Fitness und Sex: ‚Die Entführung aus dem Serail‘ in der Deutschen Oper Berlin**

23. Juni 2016TheaterkritikenNo Comments

Entführung DOBWolfgang Amadeus Mozarts Türkenoper „Die Entführung aus dem Serail“ ist vor 234 Jahren in Wien uraufgeführt worden. Die Idee der Deutschen Oper: das „alte Werk“ soll von einem jungen Regisseur frisch gesehen und von einem erfahrenen Dirigenten attraktiv geleitet werden – für heutige Generationen. Weitere Werke des Komponisten sollen in den nächsten Spielzeiten folgen, entsprechend diesem Konzept.

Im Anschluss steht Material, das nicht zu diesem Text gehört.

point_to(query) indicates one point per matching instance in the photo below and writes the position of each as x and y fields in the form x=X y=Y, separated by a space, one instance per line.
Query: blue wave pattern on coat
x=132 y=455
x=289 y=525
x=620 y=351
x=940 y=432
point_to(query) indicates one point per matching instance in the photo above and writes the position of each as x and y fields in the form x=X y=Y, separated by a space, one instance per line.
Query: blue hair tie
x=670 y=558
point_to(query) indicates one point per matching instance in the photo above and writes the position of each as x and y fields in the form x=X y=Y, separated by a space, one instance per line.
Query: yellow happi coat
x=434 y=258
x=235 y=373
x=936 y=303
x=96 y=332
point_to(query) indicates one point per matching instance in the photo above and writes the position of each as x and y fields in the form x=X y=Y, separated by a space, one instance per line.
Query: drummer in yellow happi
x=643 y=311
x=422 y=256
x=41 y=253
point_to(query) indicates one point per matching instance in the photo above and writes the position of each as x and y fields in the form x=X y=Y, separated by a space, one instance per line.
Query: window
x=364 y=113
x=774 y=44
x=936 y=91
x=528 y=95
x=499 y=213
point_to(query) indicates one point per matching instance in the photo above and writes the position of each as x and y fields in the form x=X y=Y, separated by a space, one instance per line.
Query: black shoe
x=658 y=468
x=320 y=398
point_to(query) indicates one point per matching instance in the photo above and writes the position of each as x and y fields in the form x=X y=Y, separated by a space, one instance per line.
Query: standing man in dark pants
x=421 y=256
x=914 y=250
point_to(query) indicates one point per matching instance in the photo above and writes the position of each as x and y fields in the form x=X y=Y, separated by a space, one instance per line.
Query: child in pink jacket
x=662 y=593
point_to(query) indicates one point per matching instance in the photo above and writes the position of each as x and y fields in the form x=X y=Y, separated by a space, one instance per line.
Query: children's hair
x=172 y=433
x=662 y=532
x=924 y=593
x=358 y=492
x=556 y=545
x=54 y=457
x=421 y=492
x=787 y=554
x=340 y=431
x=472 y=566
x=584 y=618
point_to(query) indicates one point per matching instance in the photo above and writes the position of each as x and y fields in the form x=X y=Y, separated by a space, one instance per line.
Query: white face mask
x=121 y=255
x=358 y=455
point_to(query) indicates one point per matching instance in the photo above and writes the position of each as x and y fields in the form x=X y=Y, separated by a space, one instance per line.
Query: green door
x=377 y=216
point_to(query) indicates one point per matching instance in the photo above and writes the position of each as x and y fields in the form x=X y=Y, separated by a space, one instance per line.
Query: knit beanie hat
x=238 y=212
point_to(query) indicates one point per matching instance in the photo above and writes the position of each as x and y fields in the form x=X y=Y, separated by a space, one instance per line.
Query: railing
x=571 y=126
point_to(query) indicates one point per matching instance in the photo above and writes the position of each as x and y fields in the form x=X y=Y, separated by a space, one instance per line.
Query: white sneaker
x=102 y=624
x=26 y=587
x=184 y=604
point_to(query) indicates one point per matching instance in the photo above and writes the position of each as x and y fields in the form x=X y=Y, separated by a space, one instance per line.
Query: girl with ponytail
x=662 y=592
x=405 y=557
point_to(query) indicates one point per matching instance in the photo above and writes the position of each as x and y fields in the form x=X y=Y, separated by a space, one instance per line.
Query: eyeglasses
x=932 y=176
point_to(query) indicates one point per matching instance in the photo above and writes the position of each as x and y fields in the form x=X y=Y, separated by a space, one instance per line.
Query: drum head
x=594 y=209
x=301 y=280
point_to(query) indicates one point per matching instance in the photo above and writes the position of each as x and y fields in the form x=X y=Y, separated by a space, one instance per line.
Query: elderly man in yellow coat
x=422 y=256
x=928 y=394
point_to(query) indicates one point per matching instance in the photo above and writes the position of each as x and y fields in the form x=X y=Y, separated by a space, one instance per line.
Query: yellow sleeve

An der Bismarckstraße debütiert der Argentinier Rodrigo Garcia (geb, 1964), von dessen provokanten Schauspiel-Inszenierungen die Deutsche Oper sich eine günstige Werbewirkung verspricht, als Musiktheater-Regisseur. Doch ihn interessiert Mozarts Vorlage kaum – weder die Entführungs-Geschichte noch die kulturell unterschiedlich geprägten Personen. Stattdessen schmückt er die einzelnen Szenen mit üppigen, optischen Einfällen aus und reiht sie zu einer comic-grellen Show – zwischen Fitness-Studio und Sex-Club. Schon die Ouvertüre gibt den Ton vor. In einer waghalsigen Video-Fahrt rast die männliche Hauptperson Belmonte, begleitet von zwei Nutten, in einem roten Sportwagen tollkühn über Land und Wasser. Die Musik, obwohl vom Orchester fein ziseliert, dient nur noch zur flotten Untermalung. Am Ende dieser Einleitung rollt das kuriose rote Cabrio auf mächtigen Baggerrädern real auf die Bühne, wo ein noch jugendlicher Haremswächter Osmin den Zutritt zu Bassa Selims Palast verwehren will. Dieser Bassa ist zu einer sportlichen, farbigen Frau mutiert (klar artikulierend: TV-Moderatorin Annabelle Mandeng), die Zuneigung zu Konstanze erhält so lesbische Züge. Überhaupt dominiert der Sex: kaum besingt Belmonte seine Freude, die Geliebte wieder zu treffen, schon sieht man ihn im Video-Film, wie er mit den beiden Nutten zur Sache geht. Konstanzes Interesse gehört dagegen eher der körperlichen Fitness: im Trainingslauf besingt sie ihr trauriges Schicksal und als Selim ihre Zurückweisung mit der saloppen Bemerkung quittiert: „manchmal könnte ich dich töten“ , jubelt sie über „Martern aller Arten“ zwischen einer Chorusline zahlloser Statistinnen, die modische Damen-Unterwäsche in Schwarz und Weiß vorführen. Auch Drogen spielen wohl noch eine Rolle in diesem seltsam dunkel-glatten „Serail“, in dem das berühmte Quartett der beiden Liebespaare, in dem es um Treue, Hoffnung, Zweifel und wahre Gefühle geht, in einer gymnastischen Sex-Orgie endet. Das Opern-Ende bleibt – im Gegensatz zu den herkömmlichen Dialogen, die durch flappsige Sprüche in englicher Sprache ersetzt werden – erhalten: nach der filmreifen Verhinderung der Entführung (Star-Wars lassen grüßen!) verabschiedet der weibliche Bassa die gefangenen Paare in die Freiheit, nicht ohne skeptische Bemerkungen über deren chaotisch-erotische Zukunft.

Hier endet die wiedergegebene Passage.